As the table grape season in Chile starts up, a defect to keep an eye out for is sulphur dioxide injury. I wouldn’t say it is a common defect, but you will come across it every now and then. When packed, the grapes are subjected to sulphur dioxide, to act as a fungicide, to control the presence of mold, mostly blue mold rot (pennicillium) and gray mold rot (botrytis). The sulphur dioxide is applied as a gas or as a pad, placed in the individual grape cartons, during packing.
The following is taken from Peak Fresh USA:
“Grape Guard Pads are designed to release an initial burst of sulphur dioxide and a slow release of additional sulphur dioxide over a period of eight to 12 weeks storage. The pads generate sulphur dioxide as a result of moisture take up and if moisture is excessive as a result of packing warm grapes or a break in refrigeration, then the amount of sulphur dioxide generated will be excessive and will taint the grape berries. By using PEAKfresh® carton liners and correct refrigeration, Grape Guard Pads will operate efficiently over extended storage periods.”
Unfortunately, sometimes damage to the berries does occur.
The above image is showing typical sulphur dioxide injury. You can plainly see the bleaching out, at the capstems, from the SO2 injury. It is easier to identify this defect on the darker color varieties of grapes, but even on Thomspson Seedless or Perlettes the bleaching is still evident. The USDA scoring guideline states:
Injury that causes appreciable bleaching or loss of color of the berries of black or red grapes, and only slight bleaching but with the other effects apparent on white grapes shall be scored as “Sulphur Dioxide injury.”

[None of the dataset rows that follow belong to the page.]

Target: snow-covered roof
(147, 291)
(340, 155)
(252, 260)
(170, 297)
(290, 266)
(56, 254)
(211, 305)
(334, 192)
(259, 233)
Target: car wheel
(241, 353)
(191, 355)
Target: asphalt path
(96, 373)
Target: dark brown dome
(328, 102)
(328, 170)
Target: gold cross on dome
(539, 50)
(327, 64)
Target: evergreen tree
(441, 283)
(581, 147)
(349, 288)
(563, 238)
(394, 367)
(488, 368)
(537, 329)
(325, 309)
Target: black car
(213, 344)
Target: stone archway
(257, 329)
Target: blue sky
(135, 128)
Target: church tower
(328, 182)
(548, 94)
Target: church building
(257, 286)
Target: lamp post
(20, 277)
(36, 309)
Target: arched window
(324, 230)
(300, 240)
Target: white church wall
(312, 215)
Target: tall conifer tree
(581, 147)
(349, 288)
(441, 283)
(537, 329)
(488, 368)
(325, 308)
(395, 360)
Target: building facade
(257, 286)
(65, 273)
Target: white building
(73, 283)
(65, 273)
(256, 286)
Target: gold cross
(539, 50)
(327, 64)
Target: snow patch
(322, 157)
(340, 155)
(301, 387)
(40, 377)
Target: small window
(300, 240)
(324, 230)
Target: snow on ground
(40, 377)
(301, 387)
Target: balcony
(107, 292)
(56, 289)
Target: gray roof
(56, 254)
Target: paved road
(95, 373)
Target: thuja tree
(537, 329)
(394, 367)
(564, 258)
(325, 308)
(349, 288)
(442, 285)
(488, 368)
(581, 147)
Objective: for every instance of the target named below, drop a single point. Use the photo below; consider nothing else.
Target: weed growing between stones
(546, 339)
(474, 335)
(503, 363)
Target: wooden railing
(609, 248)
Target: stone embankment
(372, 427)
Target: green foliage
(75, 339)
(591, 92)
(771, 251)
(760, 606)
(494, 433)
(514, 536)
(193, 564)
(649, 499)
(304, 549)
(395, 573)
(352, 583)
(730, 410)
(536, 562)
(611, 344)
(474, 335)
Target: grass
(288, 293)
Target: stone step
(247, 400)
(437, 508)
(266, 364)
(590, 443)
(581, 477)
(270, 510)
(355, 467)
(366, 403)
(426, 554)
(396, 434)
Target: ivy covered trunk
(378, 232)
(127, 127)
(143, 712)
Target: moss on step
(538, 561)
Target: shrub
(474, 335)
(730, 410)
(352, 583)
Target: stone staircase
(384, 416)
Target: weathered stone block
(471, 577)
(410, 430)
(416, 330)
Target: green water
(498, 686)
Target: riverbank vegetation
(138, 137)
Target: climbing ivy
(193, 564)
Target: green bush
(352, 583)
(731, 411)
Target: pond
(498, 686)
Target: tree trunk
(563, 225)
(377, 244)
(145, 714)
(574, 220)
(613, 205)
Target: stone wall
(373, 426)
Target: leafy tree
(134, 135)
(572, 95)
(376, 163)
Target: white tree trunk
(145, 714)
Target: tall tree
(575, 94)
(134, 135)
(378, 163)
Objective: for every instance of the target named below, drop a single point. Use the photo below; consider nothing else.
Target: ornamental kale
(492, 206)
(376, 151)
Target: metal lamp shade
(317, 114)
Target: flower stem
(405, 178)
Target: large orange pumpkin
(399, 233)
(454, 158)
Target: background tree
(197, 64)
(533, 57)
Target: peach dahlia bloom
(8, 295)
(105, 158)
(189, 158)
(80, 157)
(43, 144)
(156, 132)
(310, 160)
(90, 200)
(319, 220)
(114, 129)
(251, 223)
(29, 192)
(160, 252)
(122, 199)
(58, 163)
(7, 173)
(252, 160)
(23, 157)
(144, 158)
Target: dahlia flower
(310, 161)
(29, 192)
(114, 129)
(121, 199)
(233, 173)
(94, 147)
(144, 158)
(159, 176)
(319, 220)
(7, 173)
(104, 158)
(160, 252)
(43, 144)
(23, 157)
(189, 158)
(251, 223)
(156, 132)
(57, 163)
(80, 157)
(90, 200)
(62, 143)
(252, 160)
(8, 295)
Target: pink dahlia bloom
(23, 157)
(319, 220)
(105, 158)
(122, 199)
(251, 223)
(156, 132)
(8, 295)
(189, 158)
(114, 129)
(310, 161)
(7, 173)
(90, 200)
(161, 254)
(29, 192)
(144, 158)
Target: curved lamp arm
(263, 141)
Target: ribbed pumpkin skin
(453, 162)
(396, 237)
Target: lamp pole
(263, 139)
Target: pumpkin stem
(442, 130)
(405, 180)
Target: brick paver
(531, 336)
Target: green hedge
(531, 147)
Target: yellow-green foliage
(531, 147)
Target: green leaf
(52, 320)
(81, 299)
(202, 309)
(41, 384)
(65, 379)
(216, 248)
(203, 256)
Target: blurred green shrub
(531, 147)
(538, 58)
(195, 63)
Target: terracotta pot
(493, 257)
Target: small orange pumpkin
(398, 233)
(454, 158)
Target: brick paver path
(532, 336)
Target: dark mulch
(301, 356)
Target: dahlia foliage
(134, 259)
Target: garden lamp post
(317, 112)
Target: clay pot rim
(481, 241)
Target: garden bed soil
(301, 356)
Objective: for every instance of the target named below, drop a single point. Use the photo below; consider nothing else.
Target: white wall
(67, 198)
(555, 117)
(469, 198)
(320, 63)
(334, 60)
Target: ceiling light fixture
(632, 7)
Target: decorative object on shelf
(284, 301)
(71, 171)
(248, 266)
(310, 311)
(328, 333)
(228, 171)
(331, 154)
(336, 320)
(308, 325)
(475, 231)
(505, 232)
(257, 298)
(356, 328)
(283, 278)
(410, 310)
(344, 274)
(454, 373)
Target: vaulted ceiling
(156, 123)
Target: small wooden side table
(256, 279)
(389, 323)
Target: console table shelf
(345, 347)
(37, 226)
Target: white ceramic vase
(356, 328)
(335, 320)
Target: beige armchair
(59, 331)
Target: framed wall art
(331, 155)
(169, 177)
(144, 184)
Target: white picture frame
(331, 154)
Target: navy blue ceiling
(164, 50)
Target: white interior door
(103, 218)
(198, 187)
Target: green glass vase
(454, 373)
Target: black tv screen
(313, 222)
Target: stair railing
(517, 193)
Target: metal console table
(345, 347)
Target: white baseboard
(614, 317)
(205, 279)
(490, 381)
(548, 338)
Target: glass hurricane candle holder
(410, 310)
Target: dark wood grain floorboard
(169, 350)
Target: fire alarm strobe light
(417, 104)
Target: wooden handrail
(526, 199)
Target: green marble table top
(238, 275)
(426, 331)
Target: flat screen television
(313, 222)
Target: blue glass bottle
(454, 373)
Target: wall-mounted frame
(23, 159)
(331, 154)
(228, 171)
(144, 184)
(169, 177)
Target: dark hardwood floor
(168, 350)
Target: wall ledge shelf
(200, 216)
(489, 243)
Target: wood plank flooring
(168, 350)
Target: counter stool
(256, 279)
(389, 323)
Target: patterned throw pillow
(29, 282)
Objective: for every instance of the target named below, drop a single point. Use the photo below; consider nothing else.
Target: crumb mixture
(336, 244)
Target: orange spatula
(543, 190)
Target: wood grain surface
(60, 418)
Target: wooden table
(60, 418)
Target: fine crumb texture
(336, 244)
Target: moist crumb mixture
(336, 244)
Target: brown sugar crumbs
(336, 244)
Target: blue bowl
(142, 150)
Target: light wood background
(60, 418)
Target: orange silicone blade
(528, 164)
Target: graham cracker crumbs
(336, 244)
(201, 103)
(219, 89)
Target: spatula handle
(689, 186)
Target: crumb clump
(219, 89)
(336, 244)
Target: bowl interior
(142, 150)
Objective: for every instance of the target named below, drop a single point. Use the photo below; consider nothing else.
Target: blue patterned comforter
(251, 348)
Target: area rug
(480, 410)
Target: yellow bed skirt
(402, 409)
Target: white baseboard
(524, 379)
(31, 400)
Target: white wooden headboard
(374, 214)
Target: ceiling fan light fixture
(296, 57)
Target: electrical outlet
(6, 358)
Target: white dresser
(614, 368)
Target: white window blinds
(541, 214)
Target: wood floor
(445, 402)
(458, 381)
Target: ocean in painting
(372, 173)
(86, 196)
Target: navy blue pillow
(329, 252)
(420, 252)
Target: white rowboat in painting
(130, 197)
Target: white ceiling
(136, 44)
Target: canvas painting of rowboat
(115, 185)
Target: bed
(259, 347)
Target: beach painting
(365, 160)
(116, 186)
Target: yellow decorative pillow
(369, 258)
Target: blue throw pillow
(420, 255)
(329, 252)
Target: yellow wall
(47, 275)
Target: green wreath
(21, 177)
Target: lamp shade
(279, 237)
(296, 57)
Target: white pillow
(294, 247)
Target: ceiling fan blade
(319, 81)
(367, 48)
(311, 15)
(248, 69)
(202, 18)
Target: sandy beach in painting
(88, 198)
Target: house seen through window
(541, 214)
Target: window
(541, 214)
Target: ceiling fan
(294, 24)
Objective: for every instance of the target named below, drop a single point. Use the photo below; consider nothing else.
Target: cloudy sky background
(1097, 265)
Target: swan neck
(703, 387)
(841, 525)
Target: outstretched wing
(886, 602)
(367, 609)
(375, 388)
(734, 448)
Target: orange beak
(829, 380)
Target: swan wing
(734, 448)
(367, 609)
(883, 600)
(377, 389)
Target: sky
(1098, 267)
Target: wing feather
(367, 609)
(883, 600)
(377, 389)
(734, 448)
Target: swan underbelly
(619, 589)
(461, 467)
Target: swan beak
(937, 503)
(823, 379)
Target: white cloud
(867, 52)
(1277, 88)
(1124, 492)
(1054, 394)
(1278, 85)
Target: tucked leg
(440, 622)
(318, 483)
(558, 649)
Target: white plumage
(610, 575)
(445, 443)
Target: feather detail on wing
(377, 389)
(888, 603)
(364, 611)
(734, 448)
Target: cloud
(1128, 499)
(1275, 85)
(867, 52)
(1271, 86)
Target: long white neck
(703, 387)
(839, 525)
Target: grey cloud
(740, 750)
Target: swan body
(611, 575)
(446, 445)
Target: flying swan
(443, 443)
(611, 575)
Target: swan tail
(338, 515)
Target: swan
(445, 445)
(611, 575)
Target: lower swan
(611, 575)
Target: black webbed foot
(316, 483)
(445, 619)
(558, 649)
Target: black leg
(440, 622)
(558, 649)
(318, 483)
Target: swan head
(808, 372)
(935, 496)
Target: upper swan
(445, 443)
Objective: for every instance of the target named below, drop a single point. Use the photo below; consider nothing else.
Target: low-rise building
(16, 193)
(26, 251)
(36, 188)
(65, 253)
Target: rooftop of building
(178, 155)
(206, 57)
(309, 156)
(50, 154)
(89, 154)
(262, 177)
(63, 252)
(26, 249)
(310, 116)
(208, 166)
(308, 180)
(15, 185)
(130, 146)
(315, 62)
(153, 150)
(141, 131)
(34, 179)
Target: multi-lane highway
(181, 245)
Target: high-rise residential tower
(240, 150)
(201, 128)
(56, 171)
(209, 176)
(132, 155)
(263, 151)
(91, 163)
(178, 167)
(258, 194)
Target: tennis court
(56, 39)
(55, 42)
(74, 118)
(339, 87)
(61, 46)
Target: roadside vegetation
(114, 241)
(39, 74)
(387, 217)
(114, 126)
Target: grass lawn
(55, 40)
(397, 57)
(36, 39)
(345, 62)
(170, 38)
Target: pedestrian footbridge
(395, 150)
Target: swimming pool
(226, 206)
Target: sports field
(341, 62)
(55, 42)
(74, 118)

Even though the defect is only affecting the color, the berries are scored as sulphur dioxide injury, against the total lot tolerance for defects, 12% (Do not score this defect against the color tolerance).
This defect will progress (condition defect) and the affected area will be become soft and sometimes wrinkled. In this stage, the defect would be scored as sulphur dioxide injury, but as serious damage, against the 4% tolerance for serious damage.